Mary Frank moved to the United States with her mother, a painter, in 1940. She studied dance with Martha Graham and majored in dance at the Proffesional Children’s School in New York. In 1950, she met and married photographer Robert Frank (they later divorced in 1969). Although primarily a self-taught artist, around that time she began to study drawing with Hans Beckman. By the late 1960s and early 1970s, Frank began to work with clay the medium for which she is best known.
Frank comments on the notion of art’s function in society, “To comfort the dead, to awaken the living,…to make the eyes of children widen, to give courage, and never be afraid of tenderness or the absurd and to gather joy.”

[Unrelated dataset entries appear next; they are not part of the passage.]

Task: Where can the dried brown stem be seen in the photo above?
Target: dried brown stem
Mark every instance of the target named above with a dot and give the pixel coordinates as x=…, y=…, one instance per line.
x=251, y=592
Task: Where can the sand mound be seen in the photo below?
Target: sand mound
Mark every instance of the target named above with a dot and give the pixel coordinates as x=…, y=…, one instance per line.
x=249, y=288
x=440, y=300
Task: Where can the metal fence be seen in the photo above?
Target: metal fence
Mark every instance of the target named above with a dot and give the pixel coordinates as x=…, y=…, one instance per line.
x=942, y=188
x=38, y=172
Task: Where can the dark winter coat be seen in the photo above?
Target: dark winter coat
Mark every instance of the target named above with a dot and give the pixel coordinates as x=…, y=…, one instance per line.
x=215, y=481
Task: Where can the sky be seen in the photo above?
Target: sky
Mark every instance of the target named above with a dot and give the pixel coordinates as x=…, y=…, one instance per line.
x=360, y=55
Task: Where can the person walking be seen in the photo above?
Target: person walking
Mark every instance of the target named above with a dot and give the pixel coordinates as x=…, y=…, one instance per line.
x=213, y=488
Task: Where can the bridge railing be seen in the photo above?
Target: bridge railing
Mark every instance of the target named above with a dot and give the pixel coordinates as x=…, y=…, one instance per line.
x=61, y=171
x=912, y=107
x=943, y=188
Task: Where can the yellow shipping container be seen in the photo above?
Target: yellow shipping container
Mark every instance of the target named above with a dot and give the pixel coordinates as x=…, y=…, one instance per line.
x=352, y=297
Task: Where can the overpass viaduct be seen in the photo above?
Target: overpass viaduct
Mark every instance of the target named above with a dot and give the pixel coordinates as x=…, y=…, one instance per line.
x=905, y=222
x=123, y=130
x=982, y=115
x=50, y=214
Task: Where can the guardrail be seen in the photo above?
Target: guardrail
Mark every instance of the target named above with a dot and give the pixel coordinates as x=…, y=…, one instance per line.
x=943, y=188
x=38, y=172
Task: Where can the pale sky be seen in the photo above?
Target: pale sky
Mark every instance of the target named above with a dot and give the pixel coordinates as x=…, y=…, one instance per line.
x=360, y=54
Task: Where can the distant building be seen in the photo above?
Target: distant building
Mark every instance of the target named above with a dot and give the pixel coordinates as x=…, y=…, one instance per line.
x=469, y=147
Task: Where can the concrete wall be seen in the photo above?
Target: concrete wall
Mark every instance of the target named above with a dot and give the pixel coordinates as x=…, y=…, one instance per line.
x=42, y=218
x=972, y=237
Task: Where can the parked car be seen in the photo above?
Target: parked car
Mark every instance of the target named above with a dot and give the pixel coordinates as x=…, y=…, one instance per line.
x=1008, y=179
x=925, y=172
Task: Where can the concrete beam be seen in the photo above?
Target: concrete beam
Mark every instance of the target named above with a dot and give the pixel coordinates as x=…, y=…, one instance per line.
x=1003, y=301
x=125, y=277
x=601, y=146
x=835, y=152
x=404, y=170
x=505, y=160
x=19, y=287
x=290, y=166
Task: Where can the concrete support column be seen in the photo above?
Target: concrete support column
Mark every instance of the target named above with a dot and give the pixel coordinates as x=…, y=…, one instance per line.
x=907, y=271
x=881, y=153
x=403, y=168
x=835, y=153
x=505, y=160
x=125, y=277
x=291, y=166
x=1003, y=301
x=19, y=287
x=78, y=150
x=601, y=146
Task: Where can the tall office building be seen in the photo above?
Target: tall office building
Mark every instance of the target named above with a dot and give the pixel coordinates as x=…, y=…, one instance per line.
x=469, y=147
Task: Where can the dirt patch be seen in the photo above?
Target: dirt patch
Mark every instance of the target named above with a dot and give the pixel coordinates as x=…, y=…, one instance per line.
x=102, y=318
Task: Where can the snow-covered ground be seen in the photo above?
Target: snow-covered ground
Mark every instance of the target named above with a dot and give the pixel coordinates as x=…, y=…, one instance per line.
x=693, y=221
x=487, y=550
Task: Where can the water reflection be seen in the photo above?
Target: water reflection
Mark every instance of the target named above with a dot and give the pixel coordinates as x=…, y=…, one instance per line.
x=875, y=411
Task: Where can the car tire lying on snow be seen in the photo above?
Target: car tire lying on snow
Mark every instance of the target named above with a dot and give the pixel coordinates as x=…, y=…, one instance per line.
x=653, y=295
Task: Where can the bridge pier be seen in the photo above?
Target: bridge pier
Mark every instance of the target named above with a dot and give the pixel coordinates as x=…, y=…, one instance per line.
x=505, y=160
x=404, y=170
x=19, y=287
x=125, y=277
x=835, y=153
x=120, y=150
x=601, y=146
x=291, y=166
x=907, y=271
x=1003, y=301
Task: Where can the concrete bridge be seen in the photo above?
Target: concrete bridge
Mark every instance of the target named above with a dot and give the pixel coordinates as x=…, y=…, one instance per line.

Over the span of her fifty year career, Frank’s sculpture and paintings have been collected by every major Museum in New York including the Metropolitan Museum of Art, the Modern Museum of Art, the Guggenheim Museum, the Whitney Museum of American Art, as well as the Fine Arts Museum Boston and the Fine Arts Museum San Francisco. She has exhibited at prestigious museums and sculpture parks including those above and DeCordova Museum and Sculpture Park, the National Gallery of Art, the Art Institute of Chicago, Philadelphia Museum of Art, Brooklyn Museum of Art, and Wave Hill Public Garden and Cultural Center. She has also received many honors such as the two Guggenheim awards, National Council on the Arts, Joan Mitchell Award, and the Brandeis University Creative Arts Award. Frank has also worked on set design for New York theater and illustrated children’s books. Mary Frank currently lives and works in upstate New York.